Other companies plan to kick the tires on the Istio service mesh when it's generally available, in part for its centralized network monitoring features.
"We still have [application code] in PHP, Node and Go, and three different ways to collect logs and monitor services and uptime," said Harrison Harnisch, a Chicago-based staff engineer for Buffer, a social media management platform with a distributed workforce around the U.S. "But if we can get everything talking through a service mesh, we can just use the same patterns for logging, and build template dashboards to share across teams, which is difficult to do now."
Istio's creators mull service mesh outlook
Even in traditionally stodgy industries, such as banking, developers are creating complex consumer-facing apps that look more like the high-scale web apps championed by the likes of Google.
"It's important they have real-time data and that they personalize the experience for each user," said Jennifer Lin, a product management director for Istio at Google. "This requires a more granular … set of services that allow these innovative applications to do things at scale with very low latency in a secure way."
Granular traffic routing and security policies will also be a key component of the hybrid cloud concept for Istio marketed by IBM, and will be necessary to manage microservices across private and public clouds, IBM engineer Daniel Berg said.
"Customers are going to need a mesh to help organize and manage the complexity that comes with transitioning between traditional and cloud-native applications," Berg said. "If you start using any mesh as part of your application, if you then try to port that to another provider that isn't using it, while it might run, you're going to get very different behavior that might be unexpected and undesirable."

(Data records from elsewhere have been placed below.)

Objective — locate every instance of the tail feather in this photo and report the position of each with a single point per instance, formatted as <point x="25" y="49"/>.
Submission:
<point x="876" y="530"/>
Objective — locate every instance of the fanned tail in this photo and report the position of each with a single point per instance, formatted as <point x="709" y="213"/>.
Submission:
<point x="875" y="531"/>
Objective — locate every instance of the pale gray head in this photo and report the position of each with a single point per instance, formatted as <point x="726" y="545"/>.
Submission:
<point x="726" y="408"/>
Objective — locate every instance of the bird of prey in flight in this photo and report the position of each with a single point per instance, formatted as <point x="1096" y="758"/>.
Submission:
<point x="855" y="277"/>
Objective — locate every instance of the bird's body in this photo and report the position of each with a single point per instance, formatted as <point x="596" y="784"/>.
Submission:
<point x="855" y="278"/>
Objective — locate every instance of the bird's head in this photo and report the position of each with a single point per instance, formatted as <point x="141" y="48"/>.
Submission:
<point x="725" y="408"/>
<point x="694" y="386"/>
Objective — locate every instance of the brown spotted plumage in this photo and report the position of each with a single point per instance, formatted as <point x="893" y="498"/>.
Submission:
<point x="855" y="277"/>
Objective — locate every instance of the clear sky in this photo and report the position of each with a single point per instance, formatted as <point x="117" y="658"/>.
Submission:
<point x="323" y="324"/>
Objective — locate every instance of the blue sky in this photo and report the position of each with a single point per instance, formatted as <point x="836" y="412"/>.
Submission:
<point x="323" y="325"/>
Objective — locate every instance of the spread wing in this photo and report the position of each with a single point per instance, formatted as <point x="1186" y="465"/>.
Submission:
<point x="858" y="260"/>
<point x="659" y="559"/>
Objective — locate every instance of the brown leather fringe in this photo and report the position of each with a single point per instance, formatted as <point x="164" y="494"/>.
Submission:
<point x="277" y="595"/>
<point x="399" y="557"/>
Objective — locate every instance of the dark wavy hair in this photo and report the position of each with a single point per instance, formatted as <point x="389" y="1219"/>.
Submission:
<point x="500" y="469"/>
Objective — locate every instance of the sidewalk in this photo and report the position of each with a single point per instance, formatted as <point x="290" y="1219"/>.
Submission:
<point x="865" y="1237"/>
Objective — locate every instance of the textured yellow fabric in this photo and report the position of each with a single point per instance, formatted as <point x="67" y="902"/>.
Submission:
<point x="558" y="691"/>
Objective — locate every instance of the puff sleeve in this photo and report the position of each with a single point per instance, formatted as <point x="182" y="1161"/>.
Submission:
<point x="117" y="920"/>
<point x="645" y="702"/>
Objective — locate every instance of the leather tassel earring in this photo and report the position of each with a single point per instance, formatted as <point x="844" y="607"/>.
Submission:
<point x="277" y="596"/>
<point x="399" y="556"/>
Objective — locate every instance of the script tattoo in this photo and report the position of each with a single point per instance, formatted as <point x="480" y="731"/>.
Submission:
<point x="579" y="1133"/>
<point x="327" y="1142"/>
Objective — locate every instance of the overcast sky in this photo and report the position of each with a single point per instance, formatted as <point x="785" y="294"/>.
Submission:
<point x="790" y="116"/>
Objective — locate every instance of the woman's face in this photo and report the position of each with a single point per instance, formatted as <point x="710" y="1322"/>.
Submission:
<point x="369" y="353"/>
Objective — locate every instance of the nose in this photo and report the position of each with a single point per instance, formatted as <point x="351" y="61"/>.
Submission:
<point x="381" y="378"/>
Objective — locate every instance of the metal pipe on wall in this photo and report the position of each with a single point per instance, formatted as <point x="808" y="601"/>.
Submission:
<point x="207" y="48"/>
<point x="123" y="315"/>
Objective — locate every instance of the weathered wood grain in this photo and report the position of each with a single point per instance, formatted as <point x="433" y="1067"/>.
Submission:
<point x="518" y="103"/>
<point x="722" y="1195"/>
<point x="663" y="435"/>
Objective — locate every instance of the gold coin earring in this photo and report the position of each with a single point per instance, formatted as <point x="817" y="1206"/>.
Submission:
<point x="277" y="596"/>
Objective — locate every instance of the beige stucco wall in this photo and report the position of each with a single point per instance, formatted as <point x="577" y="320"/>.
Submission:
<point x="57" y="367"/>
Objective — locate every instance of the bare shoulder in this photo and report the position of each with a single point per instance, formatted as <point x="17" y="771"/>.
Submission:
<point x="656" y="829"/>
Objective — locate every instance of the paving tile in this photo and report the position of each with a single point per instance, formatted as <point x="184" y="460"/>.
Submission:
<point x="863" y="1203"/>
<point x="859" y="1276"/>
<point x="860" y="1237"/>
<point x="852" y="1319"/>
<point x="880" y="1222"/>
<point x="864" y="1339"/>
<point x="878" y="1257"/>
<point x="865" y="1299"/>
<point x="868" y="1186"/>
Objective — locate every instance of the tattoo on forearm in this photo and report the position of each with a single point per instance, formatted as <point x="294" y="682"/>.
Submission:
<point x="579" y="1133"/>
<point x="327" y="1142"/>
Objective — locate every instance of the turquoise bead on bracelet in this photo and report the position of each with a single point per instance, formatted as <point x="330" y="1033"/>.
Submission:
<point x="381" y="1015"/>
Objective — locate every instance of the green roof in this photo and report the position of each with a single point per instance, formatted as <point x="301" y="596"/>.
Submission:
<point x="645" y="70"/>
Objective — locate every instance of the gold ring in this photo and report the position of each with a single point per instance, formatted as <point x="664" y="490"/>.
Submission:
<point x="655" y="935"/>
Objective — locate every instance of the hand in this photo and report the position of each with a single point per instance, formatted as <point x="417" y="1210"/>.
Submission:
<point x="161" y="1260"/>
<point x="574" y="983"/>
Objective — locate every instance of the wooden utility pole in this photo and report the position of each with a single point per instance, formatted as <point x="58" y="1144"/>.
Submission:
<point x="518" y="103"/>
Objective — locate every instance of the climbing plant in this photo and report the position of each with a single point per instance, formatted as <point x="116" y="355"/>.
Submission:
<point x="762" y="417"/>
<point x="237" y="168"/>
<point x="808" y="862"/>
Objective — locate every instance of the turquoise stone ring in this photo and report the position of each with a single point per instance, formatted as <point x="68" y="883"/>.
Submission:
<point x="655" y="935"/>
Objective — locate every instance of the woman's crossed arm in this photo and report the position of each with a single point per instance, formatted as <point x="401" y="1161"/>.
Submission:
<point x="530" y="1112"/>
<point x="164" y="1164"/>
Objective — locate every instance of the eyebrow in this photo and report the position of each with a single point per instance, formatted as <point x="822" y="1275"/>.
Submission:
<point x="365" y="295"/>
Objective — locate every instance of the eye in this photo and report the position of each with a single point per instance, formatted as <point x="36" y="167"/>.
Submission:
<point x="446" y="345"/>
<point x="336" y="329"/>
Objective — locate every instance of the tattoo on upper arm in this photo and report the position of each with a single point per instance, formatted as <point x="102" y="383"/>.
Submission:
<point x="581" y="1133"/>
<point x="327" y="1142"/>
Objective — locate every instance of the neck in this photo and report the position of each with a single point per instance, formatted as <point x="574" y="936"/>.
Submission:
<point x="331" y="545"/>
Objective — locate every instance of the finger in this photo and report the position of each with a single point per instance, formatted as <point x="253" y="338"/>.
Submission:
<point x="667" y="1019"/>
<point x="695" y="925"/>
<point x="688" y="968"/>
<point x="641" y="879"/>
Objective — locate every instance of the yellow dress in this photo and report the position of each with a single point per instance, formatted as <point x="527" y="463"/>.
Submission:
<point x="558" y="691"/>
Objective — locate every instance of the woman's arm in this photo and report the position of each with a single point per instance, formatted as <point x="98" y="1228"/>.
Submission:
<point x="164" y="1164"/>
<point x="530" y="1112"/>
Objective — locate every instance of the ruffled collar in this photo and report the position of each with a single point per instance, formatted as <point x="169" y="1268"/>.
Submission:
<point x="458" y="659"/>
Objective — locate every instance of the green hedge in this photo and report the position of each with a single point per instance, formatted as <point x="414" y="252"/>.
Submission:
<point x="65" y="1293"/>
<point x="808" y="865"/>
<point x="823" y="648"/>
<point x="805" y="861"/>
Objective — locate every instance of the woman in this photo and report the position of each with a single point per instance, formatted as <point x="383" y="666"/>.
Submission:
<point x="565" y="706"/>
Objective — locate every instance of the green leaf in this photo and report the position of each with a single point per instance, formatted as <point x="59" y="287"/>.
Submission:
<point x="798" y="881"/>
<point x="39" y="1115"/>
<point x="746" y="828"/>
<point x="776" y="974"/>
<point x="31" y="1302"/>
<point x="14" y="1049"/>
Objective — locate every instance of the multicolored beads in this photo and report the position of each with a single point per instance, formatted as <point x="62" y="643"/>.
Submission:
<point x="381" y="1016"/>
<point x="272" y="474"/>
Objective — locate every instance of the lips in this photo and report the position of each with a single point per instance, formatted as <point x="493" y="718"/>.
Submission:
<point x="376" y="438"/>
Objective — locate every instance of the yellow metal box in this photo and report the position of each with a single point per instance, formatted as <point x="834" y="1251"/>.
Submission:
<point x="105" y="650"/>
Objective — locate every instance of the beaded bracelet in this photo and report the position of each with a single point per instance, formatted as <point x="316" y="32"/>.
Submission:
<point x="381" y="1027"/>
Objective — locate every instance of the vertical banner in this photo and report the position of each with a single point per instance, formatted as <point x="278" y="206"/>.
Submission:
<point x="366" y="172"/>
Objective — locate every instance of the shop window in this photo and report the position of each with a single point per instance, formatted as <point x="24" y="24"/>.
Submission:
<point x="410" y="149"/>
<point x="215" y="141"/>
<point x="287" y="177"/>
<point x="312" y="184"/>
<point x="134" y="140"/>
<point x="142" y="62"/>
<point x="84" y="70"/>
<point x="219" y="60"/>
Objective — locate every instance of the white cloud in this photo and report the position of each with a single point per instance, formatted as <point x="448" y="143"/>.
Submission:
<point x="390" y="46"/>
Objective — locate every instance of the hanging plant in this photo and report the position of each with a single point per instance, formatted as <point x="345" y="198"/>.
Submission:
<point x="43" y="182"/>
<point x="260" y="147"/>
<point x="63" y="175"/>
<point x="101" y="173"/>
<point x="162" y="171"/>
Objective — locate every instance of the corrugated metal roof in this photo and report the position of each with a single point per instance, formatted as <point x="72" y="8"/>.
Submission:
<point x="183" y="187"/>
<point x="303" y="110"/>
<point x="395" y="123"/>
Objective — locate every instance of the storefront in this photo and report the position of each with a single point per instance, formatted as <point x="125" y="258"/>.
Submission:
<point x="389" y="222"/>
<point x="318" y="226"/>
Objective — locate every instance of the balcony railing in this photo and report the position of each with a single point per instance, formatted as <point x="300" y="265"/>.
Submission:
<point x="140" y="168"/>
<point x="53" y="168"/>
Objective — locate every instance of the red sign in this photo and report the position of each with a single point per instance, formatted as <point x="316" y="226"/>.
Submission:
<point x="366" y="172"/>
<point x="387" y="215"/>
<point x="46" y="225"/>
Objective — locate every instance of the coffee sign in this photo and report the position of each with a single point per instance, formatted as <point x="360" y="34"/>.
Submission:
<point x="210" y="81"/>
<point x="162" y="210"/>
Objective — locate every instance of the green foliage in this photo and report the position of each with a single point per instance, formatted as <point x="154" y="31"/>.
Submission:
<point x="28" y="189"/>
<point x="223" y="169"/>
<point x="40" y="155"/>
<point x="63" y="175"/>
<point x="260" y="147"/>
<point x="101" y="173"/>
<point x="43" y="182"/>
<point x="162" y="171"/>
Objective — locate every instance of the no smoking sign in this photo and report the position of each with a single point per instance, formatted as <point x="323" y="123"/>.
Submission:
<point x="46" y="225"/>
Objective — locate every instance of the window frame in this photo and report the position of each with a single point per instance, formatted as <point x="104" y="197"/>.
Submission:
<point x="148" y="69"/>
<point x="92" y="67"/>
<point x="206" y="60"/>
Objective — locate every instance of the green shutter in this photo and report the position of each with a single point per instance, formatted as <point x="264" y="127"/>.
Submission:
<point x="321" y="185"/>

But Envoy's creator at Lyft, senior software engineer Matt Klein, said it's most likely that mainstream enterprises will wait until features of the service mesh architecture are part and parcel of public clouds' container as a service and PaaS offerings, echoing the prediction of Gartner's Thomas.
"The way that you can image it would work in something like AWS Fargate. They would automatically inject a proxy like Envoy next to each user function or container, ... and the user would just get the features without caring how they're actually implemented," Klein said. "They'd get service mesh features, but it doesn't really matter to them that it's service mesh."
It's also anyone's guess how long the transition to such services might take, Klein said.
"We're probably 10 to 20 years out from when the majority of things will run in some type of public cloud," Klein said. "Businesses like [Microsoft] Azure, [Google Cloud Platform] and Amazon are 100-year businesses, and we're at the very beginning of that phase."